- Shaggy and small
- Peppy and fun
- Intelligent and proud
- Crave attention
Ideal Human Companion
- Active seniors
- City dwellers
What They Are Like to Live With
They may look cute and cuddly, but West Highland Terriers would much rather be running around than sitting on a couch. Bursting with energy, curiosity and playfulness, Westies are always game for activity. This can involve playing games inside or out, chasing small animals or digging—or all of them at the same time! Though high-energy dogs, West Highland Terriers don’t require too many walks or jogs to stay mentally and physically healthy.
West Highland Terriers are loyal and devoted pets—a great family dog for city or country living. They get along with children who are old enough to respect their space, and they are very friendly with strangers. However, they can be quite effective guard dogs, barking wholeheartedly if they sense danger.
Things You Should Know
These dogs have a self-confidence and self-reliance that can be good (resulting in resourceful play and solid companionship) or bad (resulting in destructiveness). Though independent, Westies need attention and activity or they can become restless. Left alone for too long, they could dig up a garden, chew things or get involved in other forms of mischief.
West Highland Terriers, descending from a breed of robust dogs that chased rats and foxes through the moors, are naturally curious and intelligent. Always keep them fenced-in or on a leash. If they see a small critter scurrying off somewhere, they will most likely follow them at lightning speed.
Not only do West Highland Terriers bark when a suspicious person approaches the house, they also bark when just about anyone pops by. With proper training and socialization, this barking can be minimized.
Westies are relatively clean and odorless, but they still need daily brushing to keep their coat under control. A healthy West Highland Terrier can live as long as 14 years. Common health problems include joint deterioration and skin allergies.

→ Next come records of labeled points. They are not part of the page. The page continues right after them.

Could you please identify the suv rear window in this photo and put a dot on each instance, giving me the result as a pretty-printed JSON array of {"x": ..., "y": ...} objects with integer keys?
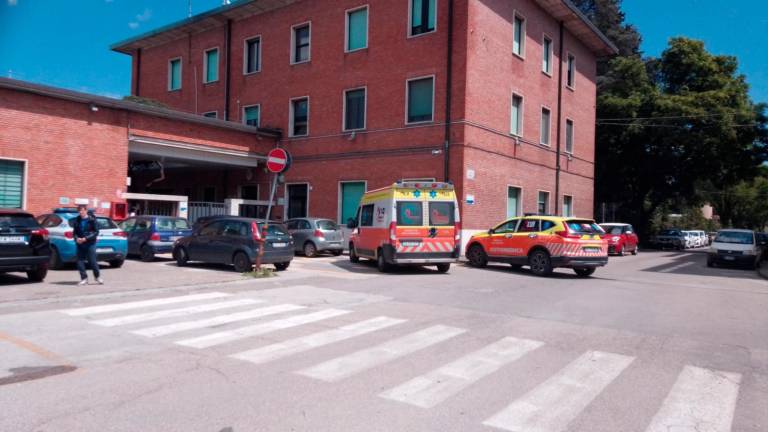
[
  {"x": 441, "y": 213},
  {"x": 409, "y": 213}
]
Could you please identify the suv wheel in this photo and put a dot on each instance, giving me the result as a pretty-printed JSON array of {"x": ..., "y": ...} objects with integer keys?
[{"x": 540, "y": 263}]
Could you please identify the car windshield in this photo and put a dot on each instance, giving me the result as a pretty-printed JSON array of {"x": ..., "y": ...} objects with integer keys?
[
  {"x": 327, "y": 225},
  {"x": 734, "y": 237}
]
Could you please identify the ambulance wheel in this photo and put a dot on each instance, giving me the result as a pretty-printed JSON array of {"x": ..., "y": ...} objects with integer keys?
[
  {"x": 540, "y": 263},
  {"x": 476, "y": 256}
]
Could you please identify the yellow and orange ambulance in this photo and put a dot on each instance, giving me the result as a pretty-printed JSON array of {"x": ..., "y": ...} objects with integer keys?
[{"x": 407, "y": 223}]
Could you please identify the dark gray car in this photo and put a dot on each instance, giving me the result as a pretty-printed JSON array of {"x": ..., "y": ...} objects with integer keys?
[
  {"x": 312, "y": 236},
  {"x": 235, "y": 240}
]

West Highland White Terrier History
West Highland Terriers—legend has it—were bred from the white offspring of Cairn and Scottish Terriers in order to create a hunting terrier that would not be mistaken for a fox. They debuted at a London dog show in 1907 and were registered by the AKC in 1908. Originally registered as Roseneath Terriers, their name was changed to the West Highland White in 1909. Over the years, they have become increasingly popular due to their talents as both hunting dogs and companions.